Figure: Output of test for cointegration of the two sine curves.

Statistical series such as these are referred to as „stationary“. Of course, the reality of stock exchanges is that „ideal results“ simply don‘t exist, but the closer the result of a test corresponds to a stationary statistical series such as this, then the clearer the indication that cointegration exists between the time series under examination.
We have applied this method to the dollar and oil statistical series (monthly changes) and the cointegration test graph reveals what we suspected based on previous diagnoses: the chart shows no fluctuation around a mean value for the entire period, but - by complete contrast - a typical trend as you would expect to see in stock charts. Although there are periods where the results are more or less stationary (e.g. between 1985 and 1996), overall there is no cointegration between the oil price and dollar rate.

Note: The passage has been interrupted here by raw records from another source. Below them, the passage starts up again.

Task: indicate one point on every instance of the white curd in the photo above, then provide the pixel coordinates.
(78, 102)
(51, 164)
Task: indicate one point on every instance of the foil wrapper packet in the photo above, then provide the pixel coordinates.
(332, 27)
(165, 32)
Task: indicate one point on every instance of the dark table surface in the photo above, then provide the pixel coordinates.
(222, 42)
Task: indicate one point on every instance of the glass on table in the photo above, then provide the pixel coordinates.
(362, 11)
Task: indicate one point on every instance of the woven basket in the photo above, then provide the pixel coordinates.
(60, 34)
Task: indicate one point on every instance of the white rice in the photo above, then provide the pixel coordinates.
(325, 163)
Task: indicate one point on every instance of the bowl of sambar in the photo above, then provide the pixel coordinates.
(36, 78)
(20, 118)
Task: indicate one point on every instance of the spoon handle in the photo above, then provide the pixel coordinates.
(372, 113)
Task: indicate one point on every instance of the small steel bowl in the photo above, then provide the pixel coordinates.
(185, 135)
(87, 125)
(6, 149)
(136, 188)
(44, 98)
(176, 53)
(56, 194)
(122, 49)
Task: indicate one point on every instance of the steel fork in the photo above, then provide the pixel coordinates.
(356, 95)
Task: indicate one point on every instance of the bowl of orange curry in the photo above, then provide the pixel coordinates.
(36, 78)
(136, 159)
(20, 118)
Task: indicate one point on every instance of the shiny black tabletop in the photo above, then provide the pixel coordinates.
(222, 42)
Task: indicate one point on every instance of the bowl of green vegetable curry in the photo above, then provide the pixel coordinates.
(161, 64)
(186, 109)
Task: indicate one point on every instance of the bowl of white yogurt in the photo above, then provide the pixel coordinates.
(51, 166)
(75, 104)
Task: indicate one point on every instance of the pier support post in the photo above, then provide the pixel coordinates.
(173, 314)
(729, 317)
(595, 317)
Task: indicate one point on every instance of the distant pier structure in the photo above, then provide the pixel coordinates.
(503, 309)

Output of test for cointegration between oil and the dollar rate: the graph shows non-stationary data. The crude oil price and dollar rate are apparently not cointegrated.

Two independent trends

Even under torture, it‘s sometimes impossible to force data into submission. Ultimately, the fact remains that the price of oil has clearly been increasing since the winter of 1998 and that the dollar has, in the meantime, fallen. But the dollar rate also increased up to February 2002, and only after that did it move in the opposite direction. So a direct correlation between the two trends is highly unlikely - and there is certainly no correlation which could be used to make any kind of reliable forecast.